Levitts "We Are the Levitts"

Chamam-lhe o ‘ano que nunca acabou’ – talvez porque não se possa matar de vez a esperança. Pois com a chegada da Primavera, de Praga a Lisboa, renovou-se então a fé no Homem sem garantias sobre a justiça do gesto. E, da Cidade do México a My Lai, e de Martin Luther King Jr. a Robert Kennedy, só o sangue fez a crónica definitiva desse tempo. Por isso – como relembrou há pouco “Hear, O Israel” – muito dirá da força da utopia que artefactos de 68 regressem ainda capazes de animar espíritos a uma realidade em que não se impôs a ‘nova era’. Não terá sido outra a razão que levou Al, Stella Levitt e os seus sete filhos a cantar mensagens de paz para o futuro. E unindo – antes de Steve Kuhn e Karin Krog – o que raramente se juntou: jazz e sunshine pop. Situando-se – graças à presença de Pete Yellin, Ronnie Cuber e Chick Corea – entre as “directions in music” apontadas por Miles Davis em “Filles de Kilimanjaro” e Roger Nichols, Free Design ou Sérgio Mendes (há uma versão, em português, de Jobim).

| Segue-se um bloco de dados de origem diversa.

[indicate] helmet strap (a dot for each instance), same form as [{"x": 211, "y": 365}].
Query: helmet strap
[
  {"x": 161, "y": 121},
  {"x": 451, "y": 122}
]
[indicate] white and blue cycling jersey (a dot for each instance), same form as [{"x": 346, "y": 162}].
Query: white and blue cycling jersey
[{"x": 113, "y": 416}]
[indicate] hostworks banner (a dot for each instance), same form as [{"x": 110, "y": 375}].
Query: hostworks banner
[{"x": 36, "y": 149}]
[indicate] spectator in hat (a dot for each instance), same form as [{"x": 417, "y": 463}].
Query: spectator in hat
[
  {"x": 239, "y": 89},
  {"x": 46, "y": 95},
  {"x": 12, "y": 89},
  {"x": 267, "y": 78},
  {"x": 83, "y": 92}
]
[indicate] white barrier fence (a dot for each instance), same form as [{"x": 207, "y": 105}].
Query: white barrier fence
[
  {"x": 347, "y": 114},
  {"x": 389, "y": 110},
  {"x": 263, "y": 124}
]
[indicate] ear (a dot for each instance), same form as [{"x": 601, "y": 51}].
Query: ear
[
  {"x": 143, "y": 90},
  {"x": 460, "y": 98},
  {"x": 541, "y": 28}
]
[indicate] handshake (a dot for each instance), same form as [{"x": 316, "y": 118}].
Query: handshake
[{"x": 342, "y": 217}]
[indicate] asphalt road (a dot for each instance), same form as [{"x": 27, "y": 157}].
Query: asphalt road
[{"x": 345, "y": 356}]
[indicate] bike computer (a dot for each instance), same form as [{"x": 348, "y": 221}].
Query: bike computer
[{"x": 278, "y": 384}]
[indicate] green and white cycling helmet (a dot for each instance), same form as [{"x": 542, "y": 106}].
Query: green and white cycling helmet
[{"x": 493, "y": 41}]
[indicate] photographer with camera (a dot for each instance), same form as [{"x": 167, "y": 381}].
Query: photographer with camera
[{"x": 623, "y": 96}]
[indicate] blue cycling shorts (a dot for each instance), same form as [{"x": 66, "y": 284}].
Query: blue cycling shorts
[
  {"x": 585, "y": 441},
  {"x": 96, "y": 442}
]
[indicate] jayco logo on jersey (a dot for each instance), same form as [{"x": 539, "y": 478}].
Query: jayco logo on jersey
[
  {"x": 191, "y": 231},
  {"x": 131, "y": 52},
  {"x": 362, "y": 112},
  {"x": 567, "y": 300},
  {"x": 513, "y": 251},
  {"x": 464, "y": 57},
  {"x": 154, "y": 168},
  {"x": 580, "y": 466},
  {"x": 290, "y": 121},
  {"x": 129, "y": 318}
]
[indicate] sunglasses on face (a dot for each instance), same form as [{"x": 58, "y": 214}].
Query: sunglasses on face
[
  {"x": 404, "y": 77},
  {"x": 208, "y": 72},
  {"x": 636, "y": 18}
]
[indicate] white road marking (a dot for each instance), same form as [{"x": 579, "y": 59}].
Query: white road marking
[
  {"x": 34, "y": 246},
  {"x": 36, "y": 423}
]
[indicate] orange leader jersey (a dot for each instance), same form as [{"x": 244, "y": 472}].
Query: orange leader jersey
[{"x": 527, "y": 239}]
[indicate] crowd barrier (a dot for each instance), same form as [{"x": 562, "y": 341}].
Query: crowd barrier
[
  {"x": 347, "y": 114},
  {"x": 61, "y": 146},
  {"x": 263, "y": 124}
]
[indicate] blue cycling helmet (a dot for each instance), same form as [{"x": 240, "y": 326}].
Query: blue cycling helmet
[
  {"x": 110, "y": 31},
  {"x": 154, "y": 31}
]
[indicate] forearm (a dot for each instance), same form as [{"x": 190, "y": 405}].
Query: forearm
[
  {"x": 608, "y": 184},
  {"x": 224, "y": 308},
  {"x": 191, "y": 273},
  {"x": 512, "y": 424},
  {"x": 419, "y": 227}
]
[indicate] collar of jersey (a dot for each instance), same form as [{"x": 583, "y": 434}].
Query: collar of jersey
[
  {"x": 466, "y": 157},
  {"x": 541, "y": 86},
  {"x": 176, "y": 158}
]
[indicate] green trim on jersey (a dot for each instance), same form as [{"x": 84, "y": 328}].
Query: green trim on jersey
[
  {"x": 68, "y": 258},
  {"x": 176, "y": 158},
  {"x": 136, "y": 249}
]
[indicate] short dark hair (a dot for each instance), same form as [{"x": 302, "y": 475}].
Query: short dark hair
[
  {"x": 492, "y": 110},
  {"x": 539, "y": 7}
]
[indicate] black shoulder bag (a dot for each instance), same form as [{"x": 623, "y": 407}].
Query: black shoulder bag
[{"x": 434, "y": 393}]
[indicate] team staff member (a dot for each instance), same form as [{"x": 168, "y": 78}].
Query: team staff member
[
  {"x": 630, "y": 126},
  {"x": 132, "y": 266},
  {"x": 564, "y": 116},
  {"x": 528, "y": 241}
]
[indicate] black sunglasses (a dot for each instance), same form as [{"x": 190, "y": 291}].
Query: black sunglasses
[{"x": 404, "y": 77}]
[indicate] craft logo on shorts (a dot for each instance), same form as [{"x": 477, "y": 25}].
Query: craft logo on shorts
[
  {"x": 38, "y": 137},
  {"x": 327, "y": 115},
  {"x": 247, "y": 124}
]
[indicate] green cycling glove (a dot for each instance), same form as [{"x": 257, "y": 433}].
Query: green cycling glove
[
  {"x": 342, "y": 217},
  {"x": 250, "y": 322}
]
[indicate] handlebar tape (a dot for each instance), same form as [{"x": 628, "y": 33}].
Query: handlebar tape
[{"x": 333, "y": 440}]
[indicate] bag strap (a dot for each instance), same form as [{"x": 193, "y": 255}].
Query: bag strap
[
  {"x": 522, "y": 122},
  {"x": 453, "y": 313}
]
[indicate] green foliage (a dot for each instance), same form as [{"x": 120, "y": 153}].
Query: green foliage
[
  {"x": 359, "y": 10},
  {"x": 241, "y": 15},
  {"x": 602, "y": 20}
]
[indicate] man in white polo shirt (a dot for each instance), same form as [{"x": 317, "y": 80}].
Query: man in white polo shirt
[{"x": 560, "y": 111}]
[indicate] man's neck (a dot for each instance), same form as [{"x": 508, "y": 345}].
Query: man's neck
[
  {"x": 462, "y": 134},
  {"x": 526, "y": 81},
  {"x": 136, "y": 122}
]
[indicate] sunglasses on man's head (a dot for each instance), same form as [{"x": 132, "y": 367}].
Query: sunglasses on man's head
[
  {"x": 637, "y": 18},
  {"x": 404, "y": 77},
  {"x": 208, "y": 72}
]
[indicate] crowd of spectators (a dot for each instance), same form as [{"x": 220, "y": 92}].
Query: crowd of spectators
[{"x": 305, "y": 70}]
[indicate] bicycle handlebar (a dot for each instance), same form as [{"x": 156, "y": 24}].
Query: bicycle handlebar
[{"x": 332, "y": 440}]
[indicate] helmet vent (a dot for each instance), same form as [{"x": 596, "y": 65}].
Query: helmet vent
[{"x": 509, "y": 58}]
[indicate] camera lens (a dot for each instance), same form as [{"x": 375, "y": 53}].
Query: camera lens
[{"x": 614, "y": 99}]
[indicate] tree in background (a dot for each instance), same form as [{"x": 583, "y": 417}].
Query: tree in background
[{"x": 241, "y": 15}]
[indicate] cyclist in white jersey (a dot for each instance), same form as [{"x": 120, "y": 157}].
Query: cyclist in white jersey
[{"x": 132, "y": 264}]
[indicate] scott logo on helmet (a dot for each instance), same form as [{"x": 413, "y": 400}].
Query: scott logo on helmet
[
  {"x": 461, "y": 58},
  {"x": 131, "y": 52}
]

Uma pérola.

16 de maio de 2009

Mariana Aydar "Peixes Pássaros Pessoas"

Há quem lhe chame ainda “o país das cantoras”. E um tempo houve em que memória e desejo se confundiam como se toda a música chegada do Brasil apontasse para um regresso à natureza. Isso, e encontrar na “verdade da voz” (feminina) remédio para males de que não há cura. O postulado chamou-se Elis, Bethânia, Gal ou, até, Simone. Mas logo apareceu quem na crença visse a suspensão da realidade. Por isso, e porque uma agenda mais dependente do marketing do que do talento impôs um tumulto que nem sempre interessou ouvir, só no encontro com Adriana Calcanhotto, Marisa Monte ou Zélia Duncan viu a luz aquele que, neste contexto, faz da cultura popular uma profissão de fé. Mas entretanto voaram 20 anos. E um novo dia exige uma nova canção. Disso saberá Tom Zé, que em “Estudando a Bossa” evoca o passado para falar do futuro em duetos com Mariana Aydar, Tita Lima, Andréia Dias, Márcia Castro, Marina de la Riva ou Anelis Assumpção – essas sim, “novas vozes”. Aydar, precisamente, apresenta em Portugal (nos dias que correm, quase uma excepção) o sucessor de “Kavita 1” e distingue-se pela tomada de responsabilidade que a crise exige. Isto quer dizer que à toada rare groove da estreia (por cortesia do produtor, BiD) se sobrepôs a necessidade de aclarar águas e anunciar a razão única de se estar aqui e agora. Kassin e Duani combinam estilo e substância nos arranjos e fazem-no com uma noção de tempo histórico que cruza ecos de afoxê, forró e samba com os mesmos vestígios do rock que enreda Caetano Veloso ou Marcelo Camelo. E quando se define um espaço próprio – convidados como Zeca Pagodinho e Mayra Andrade só o confirmam – fica na mente gravada a ideia de que os ventos de mudança derivam hoje de discretos exercícios pessoais. Lição que Verônica Ferriani e Ana Costa precisarão de aprender, mais valia face ao que em 2008 fizeram Daniela Procópio, Beatriz Azevedo, Aline de Lima ou Cris Aflalo, e uma importante aproximação a Roberta Sá e Fabiana Cozza. E se a próxima curva na estrada confirmar Mallu Magalhães, Dani Gurgel, Fernanda Dias ou Tatiana Parra, tropeçará de vez na esperança o que parecia destinado a errar no escuro.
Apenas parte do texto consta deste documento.